Final Disease Severity (%) was highly associated with sixteen QTL regions. Four QTLs associated regions were located on chromosomes 5A, three on 1A, two on each 1B, 2A and 7A, one on each 3B and 3 D (Fig. 5). These MTAs explained 12.97 % to 19.39 % of the variation in FDS (Table 3). The marker (Ku_c10756_1197) explained maximum phenotypic trait variability (19.39%) on chromosome 5A at 690.36 cM while the marker (BobWhite_c15453_678) on chromosome 2D at 208.94 cM explained minimum value (12.97 %) of phenotypic variability. MTA for FDS were distributed across 16 chromosomes, including, 11 SNPs at A-genome, 3 at B-genome and 2 at B-genome. Leaf rust resistance genes designated Lr1 to Lr60 have been have been characterized in common (Bolton et al., 2008). These resistance genes are widely distributed across all the chromosomes of the wheat genome. In present study, significant SNPs were observed and matched with previously identified location of genes by several scientists. Genes Lr2a, Lr2b and Lr2c were mapped to a locus on chromosome 2D, Chromosomes 6B exhibited the Lr3a, Lr3ka and Lr3g genes against leaf rust (Li et al., 2016) The other genes Lr17a and Lr17b are at a locus on chromosome 2A and Lr22a and Lr22b at a locus on chromosome 2D. Genes Lr14a and Lr14b are extremely tightly linked on chromosome 7B and are considered as alleles for all practical purposes (Bolton et al., 2008; McIntosh et al., 2014).
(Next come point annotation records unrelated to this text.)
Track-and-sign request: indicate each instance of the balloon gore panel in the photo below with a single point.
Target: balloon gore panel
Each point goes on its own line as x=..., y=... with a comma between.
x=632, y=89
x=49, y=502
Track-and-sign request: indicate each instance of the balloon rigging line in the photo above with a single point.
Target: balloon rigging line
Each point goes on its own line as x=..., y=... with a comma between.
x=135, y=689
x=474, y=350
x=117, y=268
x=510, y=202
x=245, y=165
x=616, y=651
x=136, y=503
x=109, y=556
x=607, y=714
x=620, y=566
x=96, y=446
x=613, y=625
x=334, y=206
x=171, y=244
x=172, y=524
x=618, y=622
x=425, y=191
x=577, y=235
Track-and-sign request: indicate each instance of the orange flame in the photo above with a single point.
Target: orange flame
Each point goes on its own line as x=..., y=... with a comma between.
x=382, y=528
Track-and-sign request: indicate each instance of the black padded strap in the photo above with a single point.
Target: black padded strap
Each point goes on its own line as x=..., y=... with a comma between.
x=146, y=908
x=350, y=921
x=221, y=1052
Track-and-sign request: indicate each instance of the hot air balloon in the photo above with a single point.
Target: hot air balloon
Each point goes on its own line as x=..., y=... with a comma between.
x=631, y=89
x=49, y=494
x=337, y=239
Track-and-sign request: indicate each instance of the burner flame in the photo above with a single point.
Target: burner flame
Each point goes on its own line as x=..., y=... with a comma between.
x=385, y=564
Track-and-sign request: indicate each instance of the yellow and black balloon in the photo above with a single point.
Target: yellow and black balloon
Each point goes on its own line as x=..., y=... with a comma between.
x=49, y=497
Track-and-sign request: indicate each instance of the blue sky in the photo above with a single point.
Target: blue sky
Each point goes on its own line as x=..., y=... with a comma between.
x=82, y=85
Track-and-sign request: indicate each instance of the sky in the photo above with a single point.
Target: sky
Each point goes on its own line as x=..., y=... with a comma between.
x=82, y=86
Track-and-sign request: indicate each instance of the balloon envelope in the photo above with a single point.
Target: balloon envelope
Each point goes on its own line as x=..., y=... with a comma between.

Based on the disease severity parameters of FDS and AUDPC (Macharia and Wanyera 2012), reported infection responses of the wheat cultivars and classified them into four discrete categories: a) S-susceptible) MS-moderately susceptible c) MR-moderately resistant d) R-resistant which was previously reported by several scientists. Resistant wheat varieties are compromised by the continuously evolving races of rust pathogens, which causes leaf rust of wheat and appears to be the most damaging pathogen that threatens global food security by inducing yield reductions in wheat (Li et al., 2016). Diseased symptoms are prevalent on leaf blades, leaf sheaths and glumes. Pathogenic attack in the early crop stages may result in increased yield losses up to 30% (Anwaar et al., 2019).

In the current study total 105 genotypes were investigated, among them 34 genotypes showed resistant results against leaf rust pathogen. Moderately resistance showed by 30 genotypes against this disease in studied germplasm. Total 32 genotypes exhibited moderately susceptible performance to leaf rust pathogen while 9 genotypes showed susceptible behaviour against this pathogen (Table 2). Leaf rust resistant accessions recognised in this experiment verified to be additional fruitful in preliminary field environments against leaf rust pathogen. Thus, these resistant genotypes could be helpful as parental genotypes in breeding schemes for leaf rust resistance. The locus (Kukri_c55051_414) showed pleotropic effects for leaf rust identified parameters on chromosome 5A at position of 68.2 cM under field conditions\. The main objectives of this study were to identify sources of resistance, and to map genomic loci associated with leaf rust resistance using genome wide association study (GWAS) approach. The new identified sources of resistance and MTAs/QTL could be used in wheat breeding programs to improve leaf rust resistance for sustainable food security.